Un enigma que no tardarán en resolver, seguramente, si se considera cómo los mismos albaceas-sacristanes, mientras se ocupan de la beatificación del seráfico doliente, hacen también el trabajo de incendiar las praderas de su pensil. Han cambiado de repente el papel de arciprestes de la basílica en ciernes por el paradójico trabajo de abogados del diablo, no en balde encienden la candela de la devaluación debido a la cual comienzan a evidenciarse la debilidad de los portentos del candidato a bienaventurado y las troneras de la mansión que no pudo construir. El paraíso no está sujeto a remiendos, ni su hacedor a rectificaciones, a menos que se comprueben la inexistencia del paraíso y la patraña de quien supuestamente lo creó. ¿No es, exactamente, lo que demuestran los señores que han anunciado la devaluación de la moneda nacional?

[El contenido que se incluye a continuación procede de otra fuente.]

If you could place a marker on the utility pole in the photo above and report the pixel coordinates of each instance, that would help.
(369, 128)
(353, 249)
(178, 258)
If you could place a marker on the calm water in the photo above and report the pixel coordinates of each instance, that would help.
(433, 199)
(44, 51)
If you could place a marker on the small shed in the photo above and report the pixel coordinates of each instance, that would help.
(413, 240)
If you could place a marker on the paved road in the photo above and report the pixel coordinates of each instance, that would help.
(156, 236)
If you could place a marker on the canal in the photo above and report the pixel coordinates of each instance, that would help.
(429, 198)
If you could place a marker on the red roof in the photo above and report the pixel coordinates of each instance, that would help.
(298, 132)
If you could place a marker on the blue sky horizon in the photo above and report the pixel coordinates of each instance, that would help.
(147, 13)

Una frágil capilla con goteras y un hombre en la orilla del sepulcro; un rebaño que cree en la eficacia y en la permanencia de un pastor, pero que tendrá la obligación de considerar su posición en la sociedad cuando la realidad destroce el disfraz y el afeite de quien fungió como luminoso guía y no puede seguir en la vanguardia; una luz que se apaga sin que salgan de su casa velas capaces de prolongar con éxito la función. Ni siquiera fósforos susceptibles de cumplir su función frente a una fila de cirios. Un campo de escombros nos espera, pero también una parcela de realizaciones esenciales. No estamos ante la ceremonia del adiós de un solo protagonista de la historia contemporánea, sino también ante una despedida más contundente y dolorosa, más conmovedora e incluyente, en la medida en que nos incumbe a todos, a los que creyeron y a los que no creímos en él ni en las bondades de la «revolución». Pero las épocas no se van así como así, de hoy para mañana porque les pasamos el suiche del desencanto y colorín colorado, tranquilas y sin nervios, sin dolientes ni apologistas, sin equipaje pesado que demore el trayecto, sin ganas de seguir en la pelea, felices buscando su descanso, hartas de la notoriedad y de los compromisos, contentas de ocultarse por fin en el cementerio, conscientes de lo que no pudieron hacer y conformes de esperar el juicio de la posteridad. El pasado no pasa con facilidad, ni con regocijo. Tiene vocación de permanencia. Por consiguiente, el fin de los milagros suele ser muy trabajoso.